I've seen this behaviour in practice before, but I don't think it really clicked with me until Neil May from PostCTI (who was hosting our penultimate Exchange Unplugged event today) told me how pleased he was with it.
This functionality concerns the "missed call notification" feature of Exchange Unified Messaging - as well as the server telling you that you have a new voicemail, it will also tell you when someone has connected to UM but hung up before leaving a message.
In both cases (ie when someone leaves a message, or if they hang up beforehand), if the server can identify their caller ID as belonging to someone in your contacts, you'll see the voicemail or the missed call notification as if it came from the person themselves (it's actually Microsoft Exchange on behalf of <the caller>, but it primarily shows as if it came from the person directly).
So in this case, if I hit "reply" to the notification, it will send an email to the person that was identified as the source of the message. Cool, yes.
What's nice, though, is that if I have my Out of Office message set, and someone calls me then either leaves a message or hangs up, when the notification lands in my Inbox and appears "From" them, their email address will be sent the Out of Office message I've set.

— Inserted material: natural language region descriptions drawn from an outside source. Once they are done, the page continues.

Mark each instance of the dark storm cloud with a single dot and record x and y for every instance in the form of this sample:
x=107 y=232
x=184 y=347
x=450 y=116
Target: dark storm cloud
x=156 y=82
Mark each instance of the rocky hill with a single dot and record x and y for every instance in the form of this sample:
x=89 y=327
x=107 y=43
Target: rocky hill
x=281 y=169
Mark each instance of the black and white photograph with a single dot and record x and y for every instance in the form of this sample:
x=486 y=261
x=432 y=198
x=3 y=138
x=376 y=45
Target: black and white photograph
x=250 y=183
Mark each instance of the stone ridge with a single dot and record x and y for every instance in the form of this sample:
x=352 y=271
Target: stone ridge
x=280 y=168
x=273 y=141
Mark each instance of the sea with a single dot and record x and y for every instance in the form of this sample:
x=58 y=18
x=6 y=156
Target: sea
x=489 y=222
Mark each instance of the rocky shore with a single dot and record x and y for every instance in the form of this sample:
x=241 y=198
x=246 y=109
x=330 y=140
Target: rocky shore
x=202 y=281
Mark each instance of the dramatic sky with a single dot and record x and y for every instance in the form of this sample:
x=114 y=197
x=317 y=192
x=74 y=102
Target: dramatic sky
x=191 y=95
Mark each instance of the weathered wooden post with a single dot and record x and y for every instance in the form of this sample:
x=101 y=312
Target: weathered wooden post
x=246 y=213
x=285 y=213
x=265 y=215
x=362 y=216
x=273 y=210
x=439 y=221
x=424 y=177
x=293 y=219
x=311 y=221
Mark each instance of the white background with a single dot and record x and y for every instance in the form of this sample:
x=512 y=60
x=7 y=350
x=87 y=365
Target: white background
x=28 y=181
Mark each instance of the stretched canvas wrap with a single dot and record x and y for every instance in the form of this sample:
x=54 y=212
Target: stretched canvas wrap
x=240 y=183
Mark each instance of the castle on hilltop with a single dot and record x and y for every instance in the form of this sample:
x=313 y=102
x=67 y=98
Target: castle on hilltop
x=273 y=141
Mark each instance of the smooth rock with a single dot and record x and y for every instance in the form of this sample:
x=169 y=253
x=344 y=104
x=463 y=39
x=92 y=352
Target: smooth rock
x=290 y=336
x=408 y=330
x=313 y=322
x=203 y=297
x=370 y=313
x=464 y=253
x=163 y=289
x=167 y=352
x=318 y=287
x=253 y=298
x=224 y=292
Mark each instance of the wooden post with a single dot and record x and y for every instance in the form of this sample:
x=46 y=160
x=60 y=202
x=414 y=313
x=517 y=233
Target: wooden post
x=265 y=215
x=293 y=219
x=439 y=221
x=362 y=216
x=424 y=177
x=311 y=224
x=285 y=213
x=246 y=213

As it happens, I have a contact entry for my own mobile number, in my Outlook contacts folder, but set with my Hotmail email address. When I call my office extension from the mobile, it identifies the contact as the source of the call, and the return address is the Hotmail one, so the Out of Office message I set on my mailbox will be sent to the Hotmail account, since I had associated the mobile number that called me, with that address.
Neil (who spends a lot of time on the road) said this was one of the most unexpectedly cool parts of Exchange UM - customers who call him up and don't leave a message (but who he's already added to his Outlook contacts), will get the Out of Office message as if they'd sent him email. So the next question they ask him is, "How can I get that for myself??"
Seeing this in reality brings the technology alive in a lot of users' eyes.